GO HOME. Film de Jihane Chouaib avec Golshifteh Farahani, Maximilien Seweryn, François Nour, Mireille Maalouf, Julia Kassar, Mohamad Akil (France - Suisse - Belgique - Liban - 2016 - couleur - 1h 38 min).
La réalisatrice française Jihane Chouiab, née au Liban et élevée au Mexique, fait le récit d’une histoire qui aurait pu être la sienne. En effet, dans son premier long métrage de fiction, elle nous montre une jeune femme qui a dû quitter son pays, le Liban, alors qu’elle était enfant, pour fuir la guerre civile et qui depuis, vit en France, comme elle.
La première scène nous met d’emblée dans l’ambiance. On y voit une jeune femme marcher seule sur une route chaotique en tirant sa valise, jusqu’à une maison en ruine. Naïvement elle sort une clé pour ouvrir une porte qui n’en a plus besoin ! A l’intérieur, c’est le désastre. Tout est sale. Il ne reste que peu de meubles. Pas d’eau, pas d’électricité. Des murs en lambeaux, criblés de balles. Malgré tout Nada décide de s’y installer. C’est alors que les choses se compliquent. D’une manière étrange elle sent que la petite communauté villageoise ne l’accueille pas avec joie. Rapidement elle découvre une inscription toute fraiche à l’intérieur de sa maison : Go Home. Tout le monde sait qui elle est et qui était son grand-père, un personnage important qui a mystérieusement disparu, et que l’on dit mort durant la guerre civile.
Elle se remémore son enfance ; les jeux avec son jeune frère ; leurs petits secrets ; leurs promenades dans les alentours et surtout une scène avec son grand père, qui s’en prend violemment à quelqu’un au milieu d’un groupe d’hommes qu’elle voit de loin. Du moins c’est dans son souvenir.

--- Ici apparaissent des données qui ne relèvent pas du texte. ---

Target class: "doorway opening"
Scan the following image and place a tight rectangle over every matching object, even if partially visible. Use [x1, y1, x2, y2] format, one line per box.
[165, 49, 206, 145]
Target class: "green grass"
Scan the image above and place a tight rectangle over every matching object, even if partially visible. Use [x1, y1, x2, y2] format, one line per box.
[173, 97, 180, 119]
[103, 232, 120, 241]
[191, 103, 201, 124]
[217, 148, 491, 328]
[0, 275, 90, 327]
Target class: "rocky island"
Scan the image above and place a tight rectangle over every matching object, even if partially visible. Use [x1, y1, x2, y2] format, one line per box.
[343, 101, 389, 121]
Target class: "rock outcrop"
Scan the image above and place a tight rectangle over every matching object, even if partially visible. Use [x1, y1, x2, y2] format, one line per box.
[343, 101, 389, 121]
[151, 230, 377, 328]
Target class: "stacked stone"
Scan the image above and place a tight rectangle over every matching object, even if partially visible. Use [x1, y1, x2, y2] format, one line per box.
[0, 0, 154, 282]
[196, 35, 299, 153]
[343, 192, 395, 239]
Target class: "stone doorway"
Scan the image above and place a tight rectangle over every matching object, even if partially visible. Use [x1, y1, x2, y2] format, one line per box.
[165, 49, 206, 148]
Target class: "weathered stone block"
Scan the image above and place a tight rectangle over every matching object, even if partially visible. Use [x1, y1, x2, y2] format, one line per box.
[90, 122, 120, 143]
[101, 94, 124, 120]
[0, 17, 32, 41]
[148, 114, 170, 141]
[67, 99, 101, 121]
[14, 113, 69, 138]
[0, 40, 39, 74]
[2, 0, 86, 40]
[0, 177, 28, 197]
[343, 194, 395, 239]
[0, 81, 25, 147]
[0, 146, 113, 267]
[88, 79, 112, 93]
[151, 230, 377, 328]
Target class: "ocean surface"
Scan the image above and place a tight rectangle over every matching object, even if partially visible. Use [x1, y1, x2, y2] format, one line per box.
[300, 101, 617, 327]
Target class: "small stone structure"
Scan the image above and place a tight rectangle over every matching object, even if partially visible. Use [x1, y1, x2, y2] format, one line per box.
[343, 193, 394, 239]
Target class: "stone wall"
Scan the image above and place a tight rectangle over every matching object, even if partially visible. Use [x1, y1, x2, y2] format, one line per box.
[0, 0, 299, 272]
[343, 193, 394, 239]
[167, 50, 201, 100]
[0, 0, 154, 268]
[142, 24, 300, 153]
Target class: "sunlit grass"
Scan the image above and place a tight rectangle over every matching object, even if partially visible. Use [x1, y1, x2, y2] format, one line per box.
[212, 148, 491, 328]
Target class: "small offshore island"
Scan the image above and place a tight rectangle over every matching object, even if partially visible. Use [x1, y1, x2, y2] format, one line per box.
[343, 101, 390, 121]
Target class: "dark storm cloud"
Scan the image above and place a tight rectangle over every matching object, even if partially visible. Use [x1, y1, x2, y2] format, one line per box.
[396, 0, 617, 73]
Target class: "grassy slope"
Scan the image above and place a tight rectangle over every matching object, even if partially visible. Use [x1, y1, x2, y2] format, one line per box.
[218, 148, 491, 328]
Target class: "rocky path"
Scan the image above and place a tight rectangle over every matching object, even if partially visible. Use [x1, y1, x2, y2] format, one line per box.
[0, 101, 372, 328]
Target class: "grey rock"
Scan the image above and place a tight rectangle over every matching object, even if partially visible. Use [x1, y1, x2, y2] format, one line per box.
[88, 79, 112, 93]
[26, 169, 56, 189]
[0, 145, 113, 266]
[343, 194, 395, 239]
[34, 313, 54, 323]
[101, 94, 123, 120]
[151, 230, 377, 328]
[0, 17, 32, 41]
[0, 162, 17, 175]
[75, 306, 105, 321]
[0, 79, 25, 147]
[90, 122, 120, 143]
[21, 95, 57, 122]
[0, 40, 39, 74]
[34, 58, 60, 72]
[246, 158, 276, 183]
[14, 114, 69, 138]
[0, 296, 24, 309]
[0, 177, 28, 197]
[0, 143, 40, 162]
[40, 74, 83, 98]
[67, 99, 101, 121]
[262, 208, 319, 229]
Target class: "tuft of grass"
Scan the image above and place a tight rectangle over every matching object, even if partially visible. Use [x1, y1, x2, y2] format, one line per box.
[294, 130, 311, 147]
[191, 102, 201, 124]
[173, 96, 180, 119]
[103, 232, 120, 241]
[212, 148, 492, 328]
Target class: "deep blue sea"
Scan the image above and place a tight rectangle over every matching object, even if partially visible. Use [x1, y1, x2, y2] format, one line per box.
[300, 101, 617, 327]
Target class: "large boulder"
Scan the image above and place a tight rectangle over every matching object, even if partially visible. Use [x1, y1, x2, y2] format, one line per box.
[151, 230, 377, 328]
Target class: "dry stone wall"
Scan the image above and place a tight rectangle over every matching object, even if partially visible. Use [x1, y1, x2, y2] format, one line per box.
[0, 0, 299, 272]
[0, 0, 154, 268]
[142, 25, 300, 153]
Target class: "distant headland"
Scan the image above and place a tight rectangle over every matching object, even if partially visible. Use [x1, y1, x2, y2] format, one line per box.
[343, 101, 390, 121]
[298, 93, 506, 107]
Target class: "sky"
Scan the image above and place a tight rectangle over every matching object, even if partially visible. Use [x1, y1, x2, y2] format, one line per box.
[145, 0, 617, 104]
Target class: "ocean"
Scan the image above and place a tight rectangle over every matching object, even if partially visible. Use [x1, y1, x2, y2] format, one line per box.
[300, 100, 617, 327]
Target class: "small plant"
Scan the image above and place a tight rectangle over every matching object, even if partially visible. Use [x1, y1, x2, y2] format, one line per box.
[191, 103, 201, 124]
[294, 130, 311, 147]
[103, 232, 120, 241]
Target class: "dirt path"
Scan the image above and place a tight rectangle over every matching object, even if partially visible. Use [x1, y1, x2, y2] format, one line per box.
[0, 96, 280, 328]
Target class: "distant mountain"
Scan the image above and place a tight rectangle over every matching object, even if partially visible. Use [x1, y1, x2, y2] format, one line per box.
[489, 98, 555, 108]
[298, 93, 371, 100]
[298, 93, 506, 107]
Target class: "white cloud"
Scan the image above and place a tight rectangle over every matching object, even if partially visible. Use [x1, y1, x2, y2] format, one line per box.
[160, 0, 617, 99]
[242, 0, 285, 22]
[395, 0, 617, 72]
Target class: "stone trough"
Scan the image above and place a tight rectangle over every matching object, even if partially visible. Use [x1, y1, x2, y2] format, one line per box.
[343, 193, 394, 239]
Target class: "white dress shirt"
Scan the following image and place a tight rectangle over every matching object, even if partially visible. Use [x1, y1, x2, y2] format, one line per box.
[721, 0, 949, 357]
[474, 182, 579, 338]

Nour, sa vieille tante, lui raconte certaines atrocités commises pendant cette guerre mais ne lui en dit pas plus sur la disparition de son grand-père. S’il est mort, comme on le dit, Nada voudrait que l’on retrouve son corps et qu’il soit enterré dans le village. Mais personne ne veut lui parler. Elle est considérée comme une étrangère et seul un voisin de son âge, Jalal, sorte de messager des villageois qui veulent surtout savoir ce qu’elle compte faire de la maison, l’assiste peu à peu dans ses travaux.
C’est alors que sa tante meurt. Elle refuse de se prêter au jeu des condoléances à la sortie de l’église et les attend sur le pas de sa maison, où seul Jalal vient. Son frère Sam arrive à son tour, investi d’une mission de son père : vendre la maison. La tâche n’est pas facile car, aux obstacles administratifs, s’ajoute la redoutable détermination de Nada à conserver cette maison et à y perpétrer la mémoire de son grand-père.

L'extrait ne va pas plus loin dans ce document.